Ukraine received the biggest number of gold medals at the Olympics since 2012, when it won five at the London Games.
Ukraine's Olympic triumphs were celebrated back home, where positive news is rare and Russian troops continue to launch daily attacks against civilians while steadily advancing on the battlefield.
The Olympics kicked off on July 24, with some events held two days before the opening ceremony on July 26.
Only 140 Ukrainian athletes competed at the Olympic Games in Paris this year, the smallest number in the history of the country's participation in the games, as Russia's war has damaged or destroyed sports' facilities and frequent air raid alerts interrupt training.

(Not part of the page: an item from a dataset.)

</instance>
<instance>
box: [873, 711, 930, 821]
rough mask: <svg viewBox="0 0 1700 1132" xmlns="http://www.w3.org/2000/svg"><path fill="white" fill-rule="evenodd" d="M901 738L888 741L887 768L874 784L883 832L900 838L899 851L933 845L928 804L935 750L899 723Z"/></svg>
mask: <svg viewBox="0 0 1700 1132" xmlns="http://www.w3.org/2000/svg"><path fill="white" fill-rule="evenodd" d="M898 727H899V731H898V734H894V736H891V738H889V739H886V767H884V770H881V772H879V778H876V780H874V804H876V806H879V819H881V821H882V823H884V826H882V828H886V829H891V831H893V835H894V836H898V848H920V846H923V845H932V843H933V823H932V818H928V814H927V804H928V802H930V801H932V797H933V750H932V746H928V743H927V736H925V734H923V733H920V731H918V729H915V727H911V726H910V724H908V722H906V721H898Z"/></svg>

China took first place at the Olympics, winning 40 gold, 27 silver, and 24 bronze medals, followed by the U.S. and Japan.
Russian and Belarusian athletes were allowed to compete in the games as Individual Neutral Athletes (AINs) with "strict eligibility conditions" – which included being banned from team participation and displaying any flags or official identification with either country.
Among Ukraine's highlights of the Olympics are the women's saber fencing team winning the war-torn country's first gold at the games and two of its athletes placing first and third in women's high jumps.
Fencer Olga Kharlan led her team to the finals in women's saber fencing after taking bronze on July 29. The six-time Olympic medalist beat South Korea's Choi Se-bin 15-14 in a fiercely contested match.
Ukrainian high jumpers Yaroslava Mahuchikh and Iryna Gerashchenko won gold and bronze at the Olympics. The 22-year-old Mahuchikh, currently the world record holder for women's high jump, won the competition with a jump of 2.00 meters.
Ukrainian wrestlers Parviz Nasibov and Zhan Beleniuk also won silver and bronze, respectively, at the Olympics. Beleniuk, who won gold in Tokyo and is also a Ukrainian lawmaker, retired after winning bronze in men's Greco-Roman wrestling in the 87-kilogram category, beating Polish athlete Arkadiusz Kulynycz.